Daniel Slater has directed some superb productions but his take on Don Giovanni, which opened the Grange Park season, is a total bummer.
The text is apparently the Vienna version. Recit is cut back, the scene of Masetto’s beating-up is so reduced it barely registers, Zerlina loses her subsequent aria ‘Vedrai, carino’ and Elvira’s ‘Mi tradi’ is butchered nonsensically. All of which is unacceptable at a festival but presumably obviates paying overtime.
Francis O’Connor’s setting has a shattered mirror as ceiling, Chris Davey’s murky lighting design creating criss-crosses of scintillating light which continually obscure the players. Furniture comprises odd chairs and a Last Supper table on a revolve.
Sepulchral, non-singing extras in 18th-century gear sit at the long table and manoeuvre props. So, no companions for Zerlina’s and Masetto’s betrothal celebrations, no peasantry at Giovanni’s bash to reflect the irony of his ‘Viva la libertà ’.
During the Overture Giovanni weds then tups Elvira and has sex with a consenting Anna, whom he promptly dumps. Is that why she pretends not to recognise Giovanni once into the action, resists Ottavio’s amorous appeals but sets him on to avenge her ‘rape’?

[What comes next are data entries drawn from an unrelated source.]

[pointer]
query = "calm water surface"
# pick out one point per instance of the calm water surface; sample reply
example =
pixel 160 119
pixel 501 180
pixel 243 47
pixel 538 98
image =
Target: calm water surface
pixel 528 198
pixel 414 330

There is no descent into hell at the finale. Instead, Elvira stabs the Don for the ghostly Commendatore, then joins the remaining protagonists, who swagger on as Grange Park audience surrogates and tuck roisteringly into their picnics.
The singing is mediocre to dreadful, the acting coarse to bland. Stefan Solyom conducts a reading which does some justice to Mozart’s glorious score. Otherwise, it’s disgraceful farrago.